Her choice of former FDA commissioners leads me to believe Miller’s system is “fixed” so that no pharma company would get a bad grade. As one Pharmalot commenter pointed out “The credibility of this plan will depend on who the judges are. The fact that the ‘committee’ already includes an FDA Commissioner who himself resigned because of ethical trouble makes one wonder.”

Andrew von Eschenbach, famous for resigning as FDA commissioner and leaving the agency leaderless on the very day that Obama was inaugurated (see Eschenbach Announces Resignation, FDA Staffer Throws Shoes in “Farewell Kiss”), is now employed as chairman of conservative think tank Manhattan Institute’s Project FDA initiative. If von Eschenbach has his way, FDA will be out of the business of approving new drugs based on efficacy, but will merely rubberstamp any drug that won’t kill humans outright (see here)! In essence, the entire U.S. population will become non-volunteer experimental subjects. A drug’s efficacy will be proven (or not) in the marketplace. That would not be how the general public would want an “ethical” drug industry to operate.

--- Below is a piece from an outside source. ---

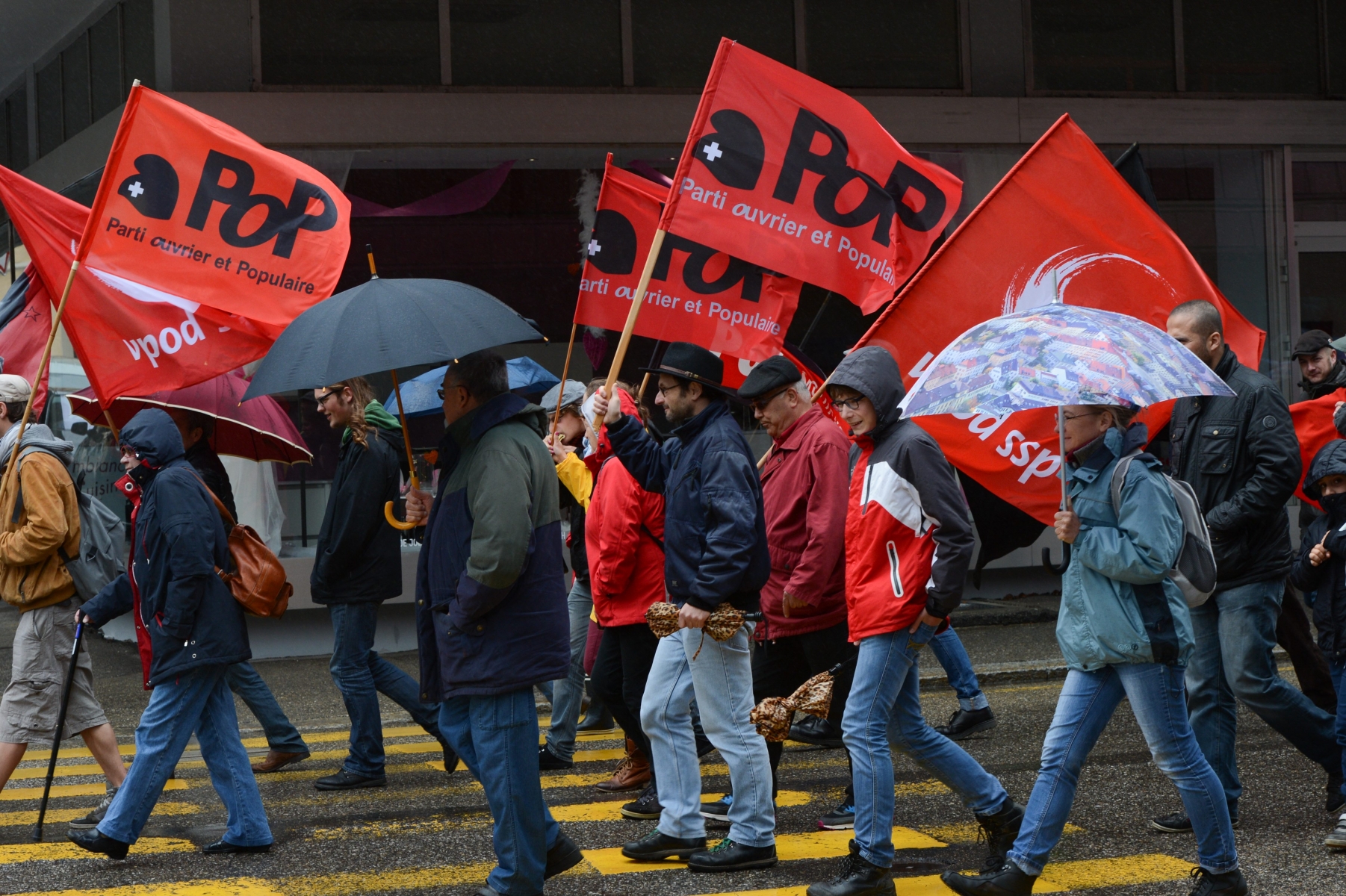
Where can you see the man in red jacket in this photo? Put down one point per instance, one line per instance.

Meanwhile, Mark McClellan was allegedly involved in the decision to bar Barr’s Plan B OTC conversion. McClellan resigned after a very short term. According to a story in the NY Times, the FDA deleted or threw out all of McClellan’s e-mail and written correspondence on the subject (see “Plan B FDAgate“).

Is it any wonder that no pharma company will touch Miller’s proposed plan with a 10-foot pole and become a “pilot” case?